Almost a third of women in the UK say that sexual harassment has had an impact on their career, according to recruiter Randstad UK. In a poll of more than 6,000 working adults in the UK, a third of women (32 per cent) said it had had “a lot” or “some impact” on their careers while another 16 per cent said it had a “small effect”.
The research also surveyed the views of 190 non-binary people, including those who identify as genderfluid, transgender, agender, bigender, and genderqueer. Of those, 18 per cent said sexual harassment had had “a lot of impact” or “some impact” on their careers – while 14 per cent said it had a “small effect”.
In terms of industries where women were affected to a greater extent, 45 per cent of women in Construction said that sexual harassment had had “a lot of impact” or “some impact” on their careers. Women in Tech also suffered disproportionately with 42 per cent reporting the same.
Women working in Facilities Management and Education suffered the least with 26 and 29 per cent respectively reporting sexual harassment had had “a lot of impact” or “some impact” on their careers.
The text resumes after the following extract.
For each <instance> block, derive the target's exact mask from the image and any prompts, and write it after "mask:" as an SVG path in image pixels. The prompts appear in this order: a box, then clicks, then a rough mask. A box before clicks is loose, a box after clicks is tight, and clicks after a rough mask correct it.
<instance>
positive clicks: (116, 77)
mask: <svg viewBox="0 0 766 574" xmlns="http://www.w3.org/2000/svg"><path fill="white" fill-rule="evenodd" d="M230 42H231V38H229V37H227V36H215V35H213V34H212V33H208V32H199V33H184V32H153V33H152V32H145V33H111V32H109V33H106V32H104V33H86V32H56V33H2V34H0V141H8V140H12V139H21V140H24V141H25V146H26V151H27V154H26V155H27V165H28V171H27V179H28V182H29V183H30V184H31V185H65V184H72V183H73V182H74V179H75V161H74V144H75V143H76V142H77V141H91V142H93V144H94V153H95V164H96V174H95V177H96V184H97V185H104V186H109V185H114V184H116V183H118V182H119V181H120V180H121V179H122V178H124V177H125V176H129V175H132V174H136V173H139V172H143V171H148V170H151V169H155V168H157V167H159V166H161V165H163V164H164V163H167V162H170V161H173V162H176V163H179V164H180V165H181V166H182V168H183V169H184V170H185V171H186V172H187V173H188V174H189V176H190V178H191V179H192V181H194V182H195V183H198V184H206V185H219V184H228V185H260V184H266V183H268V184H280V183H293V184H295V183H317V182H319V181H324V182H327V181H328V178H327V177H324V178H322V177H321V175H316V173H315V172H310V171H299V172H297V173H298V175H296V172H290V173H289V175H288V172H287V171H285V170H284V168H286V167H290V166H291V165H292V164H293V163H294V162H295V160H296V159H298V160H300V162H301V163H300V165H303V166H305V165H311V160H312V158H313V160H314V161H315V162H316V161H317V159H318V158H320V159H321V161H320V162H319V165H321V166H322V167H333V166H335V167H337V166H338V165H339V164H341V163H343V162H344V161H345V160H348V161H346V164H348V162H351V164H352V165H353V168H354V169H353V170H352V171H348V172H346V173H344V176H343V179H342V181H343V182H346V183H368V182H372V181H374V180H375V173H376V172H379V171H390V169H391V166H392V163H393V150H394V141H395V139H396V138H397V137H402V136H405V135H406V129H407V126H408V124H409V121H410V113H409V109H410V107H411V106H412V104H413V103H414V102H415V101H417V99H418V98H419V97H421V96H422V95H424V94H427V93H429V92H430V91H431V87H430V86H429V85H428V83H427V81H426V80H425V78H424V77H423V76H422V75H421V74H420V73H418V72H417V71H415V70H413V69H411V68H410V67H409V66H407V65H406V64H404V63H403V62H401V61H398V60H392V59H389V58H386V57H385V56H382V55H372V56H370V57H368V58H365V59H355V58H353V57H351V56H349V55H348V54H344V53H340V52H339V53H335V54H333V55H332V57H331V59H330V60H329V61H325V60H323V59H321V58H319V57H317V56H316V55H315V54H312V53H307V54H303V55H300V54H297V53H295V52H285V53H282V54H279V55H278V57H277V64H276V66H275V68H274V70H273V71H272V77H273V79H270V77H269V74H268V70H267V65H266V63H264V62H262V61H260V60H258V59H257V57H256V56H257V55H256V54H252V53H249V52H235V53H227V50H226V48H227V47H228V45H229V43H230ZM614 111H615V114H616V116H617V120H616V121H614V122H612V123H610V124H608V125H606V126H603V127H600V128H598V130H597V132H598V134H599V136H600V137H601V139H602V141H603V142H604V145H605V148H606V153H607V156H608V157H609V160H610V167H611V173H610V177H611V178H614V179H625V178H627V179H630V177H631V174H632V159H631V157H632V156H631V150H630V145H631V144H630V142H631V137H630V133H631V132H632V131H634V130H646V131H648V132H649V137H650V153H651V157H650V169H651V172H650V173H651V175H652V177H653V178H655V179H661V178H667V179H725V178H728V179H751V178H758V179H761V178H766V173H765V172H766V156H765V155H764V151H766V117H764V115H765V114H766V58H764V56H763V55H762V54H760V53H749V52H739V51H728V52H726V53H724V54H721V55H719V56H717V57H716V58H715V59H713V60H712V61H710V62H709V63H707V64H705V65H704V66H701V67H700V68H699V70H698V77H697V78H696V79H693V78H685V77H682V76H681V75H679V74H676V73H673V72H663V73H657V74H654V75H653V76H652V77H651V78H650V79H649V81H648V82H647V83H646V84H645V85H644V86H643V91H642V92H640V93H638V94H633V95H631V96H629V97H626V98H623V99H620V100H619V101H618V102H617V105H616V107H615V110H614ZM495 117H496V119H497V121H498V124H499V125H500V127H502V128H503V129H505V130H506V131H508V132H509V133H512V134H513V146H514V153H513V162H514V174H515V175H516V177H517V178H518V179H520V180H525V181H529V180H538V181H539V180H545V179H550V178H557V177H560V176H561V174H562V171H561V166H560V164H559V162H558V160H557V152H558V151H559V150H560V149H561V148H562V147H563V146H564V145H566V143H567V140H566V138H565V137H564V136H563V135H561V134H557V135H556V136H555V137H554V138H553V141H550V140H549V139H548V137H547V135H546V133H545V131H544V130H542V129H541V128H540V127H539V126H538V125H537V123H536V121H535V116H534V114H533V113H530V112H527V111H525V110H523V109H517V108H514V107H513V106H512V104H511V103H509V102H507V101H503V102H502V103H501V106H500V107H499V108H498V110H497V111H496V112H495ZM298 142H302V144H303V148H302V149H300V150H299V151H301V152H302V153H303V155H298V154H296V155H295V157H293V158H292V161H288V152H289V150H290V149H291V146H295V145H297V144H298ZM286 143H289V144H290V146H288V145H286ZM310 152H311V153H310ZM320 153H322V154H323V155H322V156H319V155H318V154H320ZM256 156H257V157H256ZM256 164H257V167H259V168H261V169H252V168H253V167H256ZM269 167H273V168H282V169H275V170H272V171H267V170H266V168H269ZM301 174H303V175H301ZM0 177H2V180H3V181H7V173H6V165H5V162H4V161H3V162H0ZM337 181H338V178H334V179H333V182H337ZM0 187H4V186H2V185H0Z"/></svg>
Two-thirds of women (67 per cent) said they had experienced gender discrimination in the workplace in some form. This was most likely to come in the form of comments or inappropriate behaviour from male colleagues – although being passed over for a promotion was also a common form of gender discrimination. Women also reported being offered less important roles, being made redundant based on their gender, being excluded from male conversations or social events, and being passed over for particular projects/ work.
But none of the women polled reported having been bullied as a result of their gender or being paid less than male colleagues – something that has been illegal since 29 December 1975 when the Equal Pay Act 1970 came into force.
Victoria Short, the chief executive of Randstad UK, said: “The positive news is that women have been making great strides in the boardroom: 40 per cent of directors on the top boards of UK plc are now women, compared to 12 per cent in 2010. Parity of board seats is now a realistic prospect in the UK.
“There is also, perhaps, less organisational bias against women. I hold an executive leadership role at a top recruiter – something that was not an option for my highly intelligent mother. Everything has changed and nothing has changed.
“Outside non-executive boards, lower down the organisation or in smaller businesses, it’s a very different story and these findings reflect that. ” “The word ‘banter’ has a lot to answer for”, she concluded.
Within different industries, less than a quarter of women in Construction (23 per cent) said they had not experienced any gender discrimination at work. They reported comments and inappropriate behaviour from male colleagues as well as being excluded from male conversations or social events. In Facilities Management, however, two-thirds of women (65 per cent) said they had never experienced gender discrimination at work.
On average, workers in the UK reported having 2.1 female managers since they had started working in their particular industry. In different industries, the average was highest in Education (3.0) and lowest in Construction (1.5).
According to Professor Ruth Sealy of Exeter University’s Business School, “Low representation in leadership roles both reflects and perpetuates women’s lack of equal power and status, demonstrating the need for changes in gender norms to address societal-level gender inequalities.”